En Japón, en un pequeño poblado no muy lejos de la capital vivía un viejo samurai. Un día, cuando él instruía a sus aprendices, se le acercó un joven guerrero conocido por su rudeza y crueldad. Su forma de ataque favorita era la provocación: él sacaba de sus casillas a sus oponentes, y cuando ya estaban cegados por la ira cometían errores en la pelea, el otro, tranquilo, comenzaba a pelear, ganándole con facilidad.
El joven guerrero empezó a insultar al viejo samurai, le lanzaba piedras, lo escupía y le decía las peores palabras que conocía. Pero el viejo se quedó ahí, quieto como si no ocurriese nada y continuó con enseñanza. Al final del día, el joven guerrero, cansado y enfurecido, se fue a casa.

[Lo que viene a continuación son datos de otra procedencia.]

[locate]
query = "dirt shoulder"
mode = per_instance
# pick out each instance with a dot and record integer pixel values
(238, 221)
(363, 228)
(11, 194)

Los aprendices, sorprendidos de que el viejo samurai hubiese soportado tantos insultos, le preguntaron:
– Maestro, ¿por qué no peleó con él? ¿Tenía miedo de la derrota?
El viejo samurai respondió
– Si alguien se acerca con un regalo, pero tú no lo aceptas, ¿a quién le pertenece el regalo?
– A quien lo traía – respondió uno de sus discípulos.
– Lo mismo ocurre con el odio, la envidia y los insultos. Hasta que no las aceptas, le pertenecen a aquél que las traía.